Thursday, November 28, 2013

Three Great Dames - Happy Thanksgiving

When I was a child, I don't really have a memory of a bad Thanksgiving.  I know that the day had to be very stressful for my mother...but it was a good kind of stress.  She had four little kids running around and eventually we learned to not bother her.  Usually my Mom's parents would join us and my grandmother would make the pies and a salad.  For a few years, we had three of the grandest old ladies for the dinner.

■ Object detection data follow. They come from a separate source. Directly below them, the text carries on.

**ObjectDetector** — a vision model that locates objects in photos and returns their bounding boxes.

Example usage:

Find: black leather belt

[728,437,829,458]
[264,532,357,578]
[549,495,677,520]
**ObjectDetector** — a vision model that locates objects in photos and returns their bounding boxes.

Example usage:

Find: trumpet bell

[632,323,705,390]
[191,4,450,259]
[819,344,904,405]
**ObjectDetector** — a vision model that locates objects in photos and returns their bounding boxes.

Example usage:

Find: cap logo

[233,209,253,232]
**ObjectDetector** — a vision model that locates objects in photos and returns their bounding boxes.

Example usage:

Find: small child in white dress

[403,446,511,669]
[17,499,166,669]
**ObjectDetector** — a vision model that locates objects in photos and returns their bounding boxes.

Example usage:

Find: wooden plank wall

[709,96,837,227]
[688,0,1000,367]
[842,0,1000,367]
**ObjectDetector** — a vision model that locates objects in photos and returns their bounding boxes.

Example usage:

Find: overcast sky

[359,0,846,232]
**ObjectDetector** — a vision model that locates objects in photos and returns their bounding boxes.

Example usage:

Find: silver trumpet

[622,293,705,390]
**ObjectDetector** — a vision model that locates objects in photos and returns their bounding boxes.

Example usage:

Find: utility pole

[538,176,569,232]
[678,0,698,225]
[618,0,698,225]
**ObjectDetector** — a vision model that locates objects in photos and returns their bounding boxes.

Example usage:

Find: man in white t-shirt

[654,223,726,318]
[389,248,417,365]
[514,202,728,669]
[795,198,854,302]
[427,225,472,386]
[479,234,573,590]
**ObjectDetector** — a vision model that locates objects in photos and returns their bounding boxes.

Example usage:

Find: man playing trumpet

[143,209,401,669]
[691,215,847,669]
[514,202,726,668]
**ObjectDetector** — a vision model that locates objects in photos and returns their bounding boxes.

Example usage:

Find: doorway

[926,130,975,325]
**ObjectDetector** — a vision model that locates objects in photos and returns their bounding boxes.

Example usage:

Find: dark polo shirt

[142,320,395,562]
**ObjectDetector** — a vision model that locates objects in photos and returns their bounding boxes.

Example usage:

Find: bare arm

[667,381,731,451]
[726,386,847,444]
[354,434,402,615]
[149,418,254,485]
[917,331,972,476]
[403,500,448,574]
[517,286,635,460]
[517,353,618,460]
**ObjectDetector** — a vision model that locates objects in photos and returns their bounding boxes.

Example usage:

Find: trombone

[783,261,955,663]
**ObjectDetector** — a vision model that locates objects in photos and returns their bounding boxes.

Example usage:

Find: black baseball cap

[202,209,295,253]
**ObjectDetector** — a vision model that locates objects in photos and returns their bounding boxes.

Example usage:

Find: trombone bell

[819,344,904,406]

Mom Friddle (Sophie Dollar Friddle), Aunty Jones (Glenthora Stranahan Jones) and Granny (Nettie Moody Shearer) used to sit on the couch and visit.  I can remember sitting on the floor listening to them tell stories.  One that sticks out in my mind was about them taking the stagecoach.  Mom Friddle didn't move to the area until a bit later, but Aunty Jones and Granny lived in the region since the 1890's.  There first stop out of Lewiston was the 21 Ranch which is about 22 miles south of town, then they would stay the next night at Winchester and by the third night they would make it to Grangeville.  This is a trip that takes about an hour now...but back then it was three days.

These three ladies helped inspire my love of history and they have been topics for me for my blog.  Today on Thanksgiving - I would like to remember these three grand dames of my childhood.

Granny was born in 1890 in Missouri and was actually my step great grandmother.  She was sure a special lady and when I see little Christmas trees, I will always think of her.

My sister, Gwenda and Aunty Jones.
Aunty Jones was my mother's least that was what she claimed.  She had a long history here in the Lewiston - Clark Valley and lived to be probably the oldest person that I knew when she died at 99 years old.  Every years she would give each of us kids a $5 and a bag of oranges.  She was a fascinating woman to talk to...I only wish I would have been a little older so I could have asked her more questions and could remember the answers.

I have probable told more stories and have learned more about Mom Friddle than any other person from my childhood.  She was my mother's hero and everyone in the family has a great story about her.  She is another person that I wish I could have asked more questions.  There is no question that she has had an impact on my life and I can't help thinking that I wish I was more like her.  The word "can't" wasn't in her vocabulary.